Les avancées dûes à la pression syndicale et professionnelle

Programmation 2014 – 2022 : 

- la fin de programmation se rapproche. La date limite pour transmettre les paiements de la Région à l’ASP est le 30 juin 2025 mais, à cette date, il faut retrancher le temps d’instruction des dossiers. Tous les justificatifs des agriculteurs doivent être transmis à la Région avant fin avril 2025. La même date limite s'applique pour les dossiers repris par les DDT. Le 2 juillet, la Région a reçu un courrier du ministre de l’Agriculture annonçant la prolongation unilatérale des dates butoirs inscrites dans les conventions attributives de subvention. Les agriculteurs qui avaient une convention avec une date limite au 30 septembre pour demander le solde de leur subvention bénéficient d’un délai supplémentaire. Malheureusement, il n’affranchit pas le demandeur d’un avenant, s'il a modifié son projet initial.

Dossiers bâtiments : 

- sur les 1 489 dossiers à traiter, 963 dossiers n’ont pas encore fait une demande de paiement. La présidente de Région BFC , Marie-Guite Dufay indique : « Il n’y aura pas de dégagements d’office en juin 2025 avec la perte de financements prévus pour les agriculteurs »

DJA : 

- Au niveau des acomptes, la situation redevient normale. Aujourd’hui, leur taux de paiement se fait dans le respect des délais de trois mois. Il a été décidé d’utiliser l’intégralité des reliquats de l’ancienne programmation sur le financement 2023 et les premiers mois 2024, ce qui a permis de ne pas créer de rupture dans le traitement des demandes. Le nouveau dispositif, financé par la nouvelle programmation, devrait être opérationnel en septembre. 

PCAE : 

- Il reste 1 926 dossiers de l’ancienne programmation à payer. La procédure d’instruction va s’accélérer. Le transfert de 896 dossiers vers les DDT a permis de la désengorger. Le travail de complétude, assuré par les Chambres d’agriculture, de plus de 400 dossiers, apporte un soutien non négligeable pour faciliter leur traitement. La profession a sollicité le préfet pour proposer de nouveaux transferts aux DDT et permettre à la Région de se concentrer sur le RDR 4. Dossiers à tranches : 

- Après expertise par l’ASP, ces dossiers sont repris intégralement par les DDT et financés par l’État. Pour les dossiers « saute-mouton », concernés par une partie sur l’ancienne programmation et l’autre partie sur la nouvelle programmation, ils seront pris en charge par la Région. 

Fonds de solidarité : 

- Certains avaient compris que la Région maintenait le fonds de solidarité pour les dossiers non soldés qui en faisaient la demande. La réalitée est plus nuancée. La Région s’engage à ce qu’une concertation avec les banques soit engagée pour examiner les conditions d’un éventuel prolongement pour ceux qui n’auraient pas encore été payés. 

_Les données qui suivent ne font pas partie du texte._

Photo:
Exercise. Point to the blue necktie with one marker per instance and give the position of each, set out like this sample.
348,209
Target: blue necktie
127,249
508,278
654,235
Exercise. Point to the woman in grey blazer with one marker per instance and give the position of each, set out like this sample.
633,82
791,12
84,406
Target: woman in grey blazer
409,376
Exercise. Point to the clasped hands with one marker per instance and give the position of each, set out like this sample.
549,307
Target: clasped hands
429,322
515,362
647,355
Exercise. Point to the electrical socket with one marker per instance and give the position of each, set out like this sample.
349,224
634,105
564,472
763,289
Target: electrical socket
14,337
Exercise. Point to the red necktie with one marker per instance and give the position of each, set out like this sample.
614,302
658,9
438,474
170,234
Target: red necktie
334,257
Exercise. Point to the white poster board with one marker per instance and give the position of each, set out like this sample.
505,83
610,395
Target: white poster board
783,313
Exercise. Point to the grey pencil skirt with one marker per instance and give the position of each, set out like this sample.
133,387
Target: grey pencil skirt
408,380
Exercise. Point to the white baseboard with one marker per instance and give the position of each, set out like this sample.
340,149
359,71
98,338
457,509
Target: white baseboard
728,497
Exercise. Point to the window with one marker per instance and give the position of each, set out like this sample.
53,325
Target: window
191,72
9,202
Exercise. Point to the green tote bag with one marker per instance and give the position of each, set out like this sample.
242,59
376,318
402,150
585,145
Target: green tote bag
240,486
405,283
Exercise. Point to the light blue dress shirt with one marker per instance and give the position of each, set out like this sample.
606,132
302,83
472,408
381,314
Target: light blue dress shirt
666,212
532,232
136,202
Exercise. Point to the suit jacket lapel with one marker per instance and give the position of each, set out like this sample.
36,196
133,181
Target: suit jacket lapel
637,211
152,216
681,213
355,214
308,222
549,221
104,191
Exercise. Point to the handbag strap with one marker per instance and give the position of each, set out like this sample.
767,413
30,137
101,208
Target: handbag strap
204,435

Programmation 2023-2027 : 

- Pour l’appel à projets 1 PCAE JA 2023, 99 dossiers ont été sélectionnés. L’ASP a donné son feu vert pour finaliser les conventions qui seront transmises aux intéressés avant la fin du mois d’août.

- Pour l’appel à projets 2 PCAE clôturé en février 2024, 601 dossiers ont été déposés. La phase de complétude est en cours. Leur instruction est prévue d’août à octobre. La sélection des dossiers est prévue à l’automne. Les dossiers non retenus bénéficieront uniquement des crédits de la Région soit une subvention de 50 % du montant prévu avec le Feader. Pour faciliter le traitement de ces dossiers, la Région s’est engagée à transmettre les informations générales, dans chaque département, auprès des opérateurs. Pour l’appel à projets 3 PCAE ouvert jusqu'au 4 septembre 2024, les services de la Région envisagent de prévoir un mois supplémentaire pour le dépôt des dossiers, car la période des vacances n’est pas propice pour récupérer toutes les pièces nécessaires au montage du projet, en particulier les devis auprès des entreprises. 

Evolution des grilles : 

- « Certaines productions, comme la volaille ou les porcs, n’ont pas accès aux aides car les grilles de sélection sont trop sélectives », explique Louis Accary pour la filière avicole. Un travail est engagé pour une meilleure prise en compte de toutes les productions, la mise à jour des grilles et la simplification des justificatifs à fournir pour les prochains appels à projets lancés fin 2024, début 2025.